# Will I Qualify for Immigration?



## cj23 (Apr 24, 2011)

Hi Guys,

I really want to emigrate to Vancouver from England, Im currently working as a Building and Wiring Product Support / Product Software Support Engineer. I went to University also and got a BBA. 

Do you think I have a chance of getting accepted under any of the schemes to immigrate without an offer of employment?. I have looked and cant seem to find any IT / Electrician support jobs on the skilled occupations list. 

Do I have any hope? I also have an aunt and uncle in BC thanks in advance, any help is appreciated.


----------



## Auld Yin (Mar 10, 2009)

cj23 said:


> Hi Guys,
> 
> I really want to emigrate to Vancouver from England, Im currently working as a Building and Wiring Product Support / Product Software Support Engineer. I went to University also and got a BBA.
> 
> ...


What age are you?


----------



## cj23 (Apr 24, 2011)

Auld Yin said:


> What age are you?


Im 23


----------



## cj23 (Apr 24, 2011)

Ive been searching the Working in Canada website and have found the code NOC 2282-B for a User Support Technician, do you know if this code is still applicable? or is this purely the code listed for offers of employment?

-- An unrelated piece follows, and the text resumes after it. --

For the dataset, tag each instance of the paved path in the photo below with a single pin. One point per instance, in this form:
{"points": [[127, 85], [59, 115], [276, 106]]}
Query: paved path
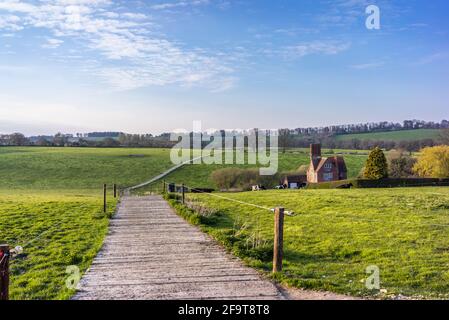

Edit: Just seen you need an offer of employment for this code


----------



## Auld Yin (Mar 10, 2009)

cj23 said:


> Im 23


You should be looking at:-

Work Canada | Working Holiday Canada, live and work in canada, Seasonal Jobs Canada, Jobs in Canada
and
International Experience Canada

You can come to Canada on a WHV (Working Holiday Visa) and once here you can try to qualify for more permanent visa(s).


----------